There is nothing more to say.

Answer 4

When you throw ex it is copied in a special memory location used for thrown exception objects. Such copy is carried out by the normal copy constructor.

You can see this easily from this example:

#include <iostream>

void ThrowIt();

class TestException
{
  public:
    TestException()
    {
        std::cerr<<this<<" - inside default constructor"<<std::endl;
    }

    TestException(const TestException & Right)
    {
        (void)Right;
        std::cerr<<this<<" - inside copy constructor"<<std::endl;
    }

    ~TestException()
    {
        std::cerr<<this<<" - inside destructor"<<std::endl;    
    }
};

int main()
{
    try
    {
        ThrowIt();
    }
    catch(TestException & ex)
    {
        std::cout<<"Caught exception ("<<&ex<<")"<<std::endl;
    }
    return 0;
}

void ThrowIt()
{
    TestException ex;
    throw ex;
}

Sample output:

matteo@teolapubuntu:~/cpp/test$ g++ -O3 -Wall -Wextra -ansi -pedantic ExceptionStack.cpp -o ExceptionStack.x
matteo@teolapubuntu:~/cpp/test$ ./ExceptionStack.x 
0xbf8e202f - inside default constructor
0x9ec0068 - inside copy constructor
0xbf8e202f - inside destructor
Caught exception (0x9ec0068)
0x9ec0068 - inside destructor

By the way, you can see here that the memory location used for the thrown object (0x09ec0068) is definitely far away from the one of the original object (0xbf8e202f): the stack, as usual, has high addresses, while the memory used for the thrown object is quite down in the virtual address space. Still, this is an implementation detail, since, as other answers pointed out, the standard do not say anything about where the memory for thrown object should be and how should it be allocated.

Answer 5

In addition to what the standard says in 15.1/4 ("Exception handling/Throwing an exception") - that the memory for the temporary copy of the exception being thrown is allocated in an unspecified way - a couple other bits of trivia about how the exception object is allocated are:

• 3.7.3.1/4 ("Allocation functions") of the standard indicates that the exception object can't be allocated by a new expression or a call to a 'global allocation function' (ie., an operator new() replacement). Note that malloc() isn't a 'global allocation function' as defined by the standard, so malloc() is definitely an option for allocating the exception object.

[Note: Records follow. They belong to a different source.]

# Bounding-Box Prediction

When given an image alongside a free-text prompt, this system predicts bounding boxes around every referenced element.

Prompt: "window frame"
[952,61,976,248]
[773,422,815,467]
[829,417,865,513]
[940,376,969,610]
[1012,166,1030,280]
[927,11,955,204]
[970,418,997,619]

• "When an exception is thrown, the exception object is created and an placed generally on some sort of exception data stack" (Stanley Lippman, "Inside the C++ Object Model" - 7.2 Exception handling)

• From Stroustrup's "The C++ Programming Language, 3rd Edition": "A C++ implementation is required to have enough spare memory to be able to throw bad_alloc in case of memory exhaustion. However, it is possible that throwing some other exception will cause memory exhaustion."(14.4.5 Resource Exhaustion); and, "The implementation may apply a wide variety of strategies for storing and transmitting exceptions. It is guaranteed, however, that there is sufficient memory to allow new to throw the standard out-of-memory exception, bad_alloc" (14.3 Catching exceptions).

Note that the quotes from Stroustrup are pre-standard. I find it interesting that the standard doesn't seem to make the guarantee that Stroustrup thought important enough to mention twice.

Answer 6

Because the specification explicitly states, that a temporary object is created in place of the throw operand.